This is a series of posts where I jot down my learnings from computer science papers I've read. Previously, An Axiomatic Basis for Computer Programming

Paper (pdf)

This blog post summarizes key points/learnings from the paper. I chose this paper after hearing a talk by John Hughes and Mary Sheeran. I thought it would be fun to examine what Landin thought about the programming language (PL) landscape 50 years ago, and contrast it with what we have now.


The paper describes a framework, called ISWIM (for If you See What I Mean), for programming languages. The framework defines rules around 2 features that all programming languages provide:

  1. User-coined names

  2. Conventions about characterizing functional relationships

ISWIM attemps to be a general purpose system, that can be made oriented for a specific problem by picking an appropriate set of primitives.

"Most programming languages are partly a way of expressing things in terms of other things and partly a basic set of given things"

Levels of ISWIM

Landin defines the 4 levels of abstraction for ISWIM:

  1. Physical ISWIM

  2. Logical ISWIM

  3. Abstract ISWIM

  4. Applicative Expressions (AEs)

Physical ISWIM is the actual text that is seen and written by programmers.

Logical ISWIM can be thought of lex tokens output by a Lexer (<= is the less than equals operator).
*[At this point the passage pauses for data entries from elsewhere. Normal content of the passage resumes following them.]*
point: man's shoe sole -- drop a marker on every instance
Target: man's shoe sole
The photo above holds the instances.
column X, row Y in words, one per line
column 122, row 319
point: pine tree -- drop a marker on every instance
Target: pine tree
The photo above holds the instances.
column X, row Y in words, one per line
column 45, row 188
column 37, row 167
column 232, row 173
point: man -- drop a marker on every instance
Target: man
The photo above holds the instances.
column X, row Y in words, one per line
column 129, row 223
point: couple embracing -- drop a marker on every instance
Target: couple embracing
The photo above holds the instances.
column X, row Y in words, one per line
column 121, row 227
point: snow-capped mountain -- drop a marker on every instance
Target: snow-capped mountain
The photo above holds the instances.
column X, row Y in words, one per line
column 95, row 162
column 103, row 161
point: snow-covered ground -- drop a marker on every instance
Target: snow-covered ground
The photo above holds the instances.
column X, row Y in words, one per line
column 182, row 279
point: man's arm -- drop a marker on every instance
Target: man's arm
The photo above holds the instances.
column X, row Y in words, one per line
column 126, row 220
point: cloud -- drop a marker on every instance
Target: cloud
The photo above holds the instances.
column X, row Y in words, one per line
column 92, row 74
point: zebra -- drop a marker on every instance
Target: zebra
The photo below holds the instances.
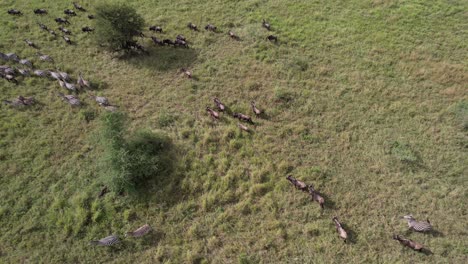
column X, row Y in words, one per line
column 107, row 241
column 418, row 226
column 141, row 231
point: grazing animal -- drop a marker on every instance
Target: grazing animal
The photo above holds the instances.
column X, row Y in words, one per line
column 43, row 57
column 24, row 72
column 41, row 73
column 341, row 232
column 71, row 99
column 111, row 108
column 186, row 72
column 141, row 231
column 418, row 226
column 30, row 43
column 410, row 243
column 56, row 76
column 12, row 56
column 156, row 29
column 107, row 241
column 233, row 35
column 43, row 27
column 266, row 25
column 255, row 109
column 102, row 101
column 300, row 185
column 315, row 196
column 243, row 117
column 157, row 41
column 26, row 62
column 221, row 106
column 21, row 101
column 79, row 7
column 14, row 12
column 272, row 38
column 103, row 192
column 67, row 40
column 180, row 43
column 213, row 113
column 65, row 31
column 168, row 42
column 192, row 26
column 181, row 37
column 82, row 82
column 9, row 78
column 211, row 28
column 87, row 29
column 69, row 12
column 40, row 11
column 243, row 127
column 60, row 20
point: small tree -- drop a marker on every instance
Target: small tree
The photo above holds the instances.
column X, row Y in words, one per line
column 117, row 25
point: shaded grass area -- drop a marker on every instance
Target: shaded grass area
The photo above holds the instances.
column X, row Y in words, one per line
column 364, row 99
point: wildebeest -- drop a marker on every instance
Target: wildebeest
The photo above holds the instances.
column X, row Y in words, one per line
column 79, row 7
column 14, row 12
column 210, row 27
column 69, row 12
column 62, row 20
column 40, row 11
column 272, row 38
column 243, row 117
column 87, row 29
column 155, row 29
column 192, row 26
column 157, row 41
column 266, row 25
column 65, row 31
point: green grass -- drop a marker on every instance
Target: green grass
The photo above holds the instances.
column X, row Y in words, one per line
column 352, row 92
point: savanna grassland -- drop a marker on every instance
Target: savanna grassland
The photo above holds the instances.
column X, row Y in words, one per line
column 366, row 100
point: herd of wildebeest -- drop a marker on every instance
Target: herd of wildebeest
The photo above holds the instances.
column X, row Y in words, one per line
column 64, row 80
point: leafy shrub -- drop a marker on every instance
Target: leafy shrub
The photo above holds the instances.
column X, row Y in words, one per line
column 117, row 25
column 129, row 161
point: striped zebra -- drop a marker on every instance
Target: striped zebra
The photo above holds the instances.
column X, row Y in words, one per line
column 418, row 226
column 141, row 231
column 107, row 241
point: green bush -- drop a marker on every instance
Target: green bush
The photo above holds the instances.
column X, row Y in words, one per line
column 117, row 25
column 128, row 162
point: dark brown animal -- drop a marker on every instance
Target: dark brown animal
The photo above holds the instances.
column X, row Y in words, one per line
column 272, row 38
column 211, row 28
column 233, row 35
column 79, row 7
column 315, row 196
column 300, row 185
column 255, row 109
column 341, row 232
column 62, row 21
column 221, row 106
column 156, row 29
column 87, row 29
column 186, row 72
column 243, row 117
column 14, row 12
column 213, row 113
column 266, row 25
column 40, row 11
column 410, row 243
column 192, row 26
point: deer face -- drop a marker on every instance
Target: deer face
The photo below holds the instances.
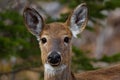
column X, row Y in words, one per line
column 55, row 38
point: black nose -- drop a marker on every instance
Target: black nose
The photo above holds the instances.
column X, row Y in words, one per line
column 54, row 58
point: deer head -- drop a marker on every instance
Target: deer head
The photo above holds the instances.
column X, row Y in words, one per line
column 55, row 38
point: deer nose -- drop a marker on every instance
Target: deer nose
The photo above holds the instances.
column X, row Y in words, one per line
column 54, row 58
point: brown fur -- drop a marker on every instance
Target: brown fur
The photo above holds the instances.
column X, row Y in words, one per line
column 55, row 34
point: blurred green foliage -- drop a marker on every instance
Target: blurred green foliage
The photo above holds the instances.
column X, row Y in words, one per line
column 14, row 38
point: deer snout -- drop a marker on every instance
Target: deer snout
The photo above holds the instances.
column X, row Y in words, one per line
column 54, row 58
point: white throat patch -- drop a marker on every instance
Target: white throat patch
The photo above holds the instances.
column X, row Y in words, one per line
column 51, row 71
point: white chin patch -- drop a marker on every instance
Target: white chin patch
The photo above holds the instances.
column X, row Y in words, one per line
column 52, row 71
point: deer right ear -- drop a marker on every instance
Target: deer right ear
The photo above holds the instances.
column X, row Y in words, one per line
column 78, row 19
column 33, row 21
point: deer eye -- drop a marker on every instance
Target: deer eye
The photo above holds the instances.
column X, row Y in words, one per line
column 66, row 39
column 43, row 40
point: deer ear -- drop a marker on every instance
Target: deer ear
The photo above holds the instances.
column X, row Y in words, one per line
column 33, row 21
column 78, row 19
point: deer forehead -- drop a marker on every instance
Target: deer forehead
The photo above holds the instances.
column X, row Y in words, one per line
column 56, row 30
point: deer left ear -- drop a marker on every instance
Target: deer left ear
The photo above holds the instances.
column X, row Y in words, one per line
column 78, row 20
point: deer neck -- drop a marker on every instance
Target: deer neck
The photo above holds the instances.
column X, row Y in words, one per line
column 59, row 73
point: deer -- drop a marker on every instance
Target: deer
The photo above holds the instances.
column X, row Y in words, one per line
column 55, row 41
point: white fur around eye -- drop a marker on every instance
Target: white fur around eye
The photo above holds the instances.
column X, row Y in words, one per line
column 52, row 71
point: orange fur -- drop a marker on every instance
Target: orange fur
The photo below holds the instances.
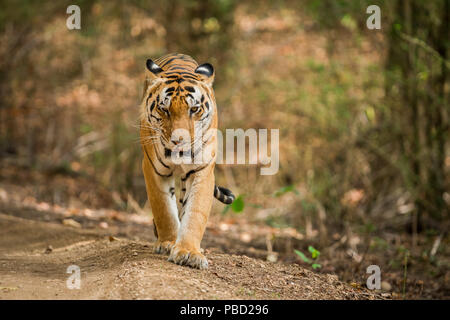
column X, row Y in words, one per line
column 178, row 234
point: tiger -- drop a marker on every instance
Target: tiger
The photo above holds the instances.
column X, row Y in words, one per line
column 178, row 96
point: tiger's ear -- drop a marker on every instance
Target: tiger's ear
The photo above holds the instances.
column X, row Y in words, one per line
column 153, row 67
column 206, row 72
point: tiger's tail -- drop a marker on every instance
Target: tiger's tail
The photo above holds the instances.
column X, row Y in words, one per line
column 223, row 195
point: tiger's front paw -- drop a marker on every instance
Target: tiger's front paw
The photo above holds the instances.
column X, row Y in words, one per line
column 192, row 258
column 162, row 247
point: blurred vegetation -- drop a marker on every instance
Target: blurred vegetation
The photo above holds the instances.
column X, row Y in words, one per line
column 363, row 114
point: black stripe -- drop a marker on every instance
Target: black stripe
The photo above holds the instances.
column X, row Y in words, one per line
column 167, row 62
column 159, row 174
column 159, row 119
column 194, row 171
column 159, row 159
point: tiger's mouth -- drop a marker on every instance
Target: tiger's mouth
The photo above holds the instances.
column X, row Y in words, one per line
column 176, row 152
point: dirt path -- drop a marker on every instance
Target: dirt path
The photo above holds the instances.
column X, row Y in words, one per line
column 125, row 269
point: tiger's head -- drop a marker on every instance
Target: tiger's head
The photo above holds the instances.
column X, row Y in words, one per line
column 178, row 104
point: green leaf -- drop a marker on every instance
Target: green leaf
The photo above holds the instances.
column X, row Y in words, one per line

The abstract ISWIM is the Abstract Syntax Tree (AST) for the program.

And the AEs is the lowest level bytecode/assembly that is executed.

This separation of layers gives ISWIM its flexibility. For example, "new" languages can be written that runs on the same Abstract Machine that executes AEs, as long as these "new" languages can be transformed in AEs. (This is similar to how various X-to-JavaScript languages, such as ClojureScript, BuckleScript, GopherJS, etc., works.)

For the abstract ISWIM, Landin defines a where-expression, which looks like how mathematical formulas are broken down:

f(b+2c) + f(2b-c) where f(x) = x * (x+1)

Characteristic equivalences

Landin describes in details the characteristic equivalences of ISWIM expressions, i.e. when are two expressions in ISWIM equal. Through these equivalence relations, different expressions at the abstract level can be transformed into the same expressions at the AEs level. The benefit is that now you can have a smaller core.

User-coined names (which is a major feature that ISWIM claims) introduced via let expressions, function definitions, have equivalent where-expressions.

So the benefit is obvious here: instead of separately supporting various ways of user-coined names, they are all equivalent to where-expressions, and at the AEs level, it only needs to know about where-expressions. I think this is now more commonly known as desugaring.

The basis of all these beautiful transformation are 3 things:

  1. Expressions have nesting subexpression structure

  2. Each subexpression denotes something (a number, string, etc.)

  3. What the expression denotes depends only on the values of its subexpressions

These 3 properties make expressions easier to construct and understand, and Landin suggests that there is an

"evolutionary trend towards 'bigger right hand sides' in place of strings of small, explicitly sequenced assignments and jumps".

From my experience with programming, we don't actually have bigger right hand sides. Rather we bury more expressions within curly braces in classes and methods, at least in object-oriented languages like Java. In functional languages, I think this is quite true. I find myself using let expressions more in OCaml. One explanation is that OCaml infers types well, I don't have to specify types whenever I use let, which reduces the friction.

Discussion on indentation-based syntax and declarative languages

At the end of the paper, there is a discussion section from various computer scientists about the indentation based syntax of ISWIM, and what declarative languages are.

The general consensus around not using indentation for structure is when you have a block that has multiple lines, spanning multiple pages. In that case it makes it harder, when on a new page, which containing block an indented block belongs to.

The definition of declarative language starts of as "languages which do not contain assignment statements or jumps", as offered by Strachey. As the discussion progresses, the definition moves towards having a "situation where you have specified everything you want to know, though the exact sequence in which you evoke the various operations to cause the solution is left unspecified", offered by Ingerman. This is closer to the current, common understanding of declarative languages, think MySQL.


This paper has been quite a challenging but interesting read. It is challenging because I have to try and put myself into the PL world 50 years ago, and it's hard to imagine what it was like then, and the motivations behind this paper. It is interesting because I can spot a little of ISWIM in the languages I use now, both object-oriented and functional. It is also interesting that Landin advocates strongly for expressions with no side effects, but somehow it didn't become the default way of doing things.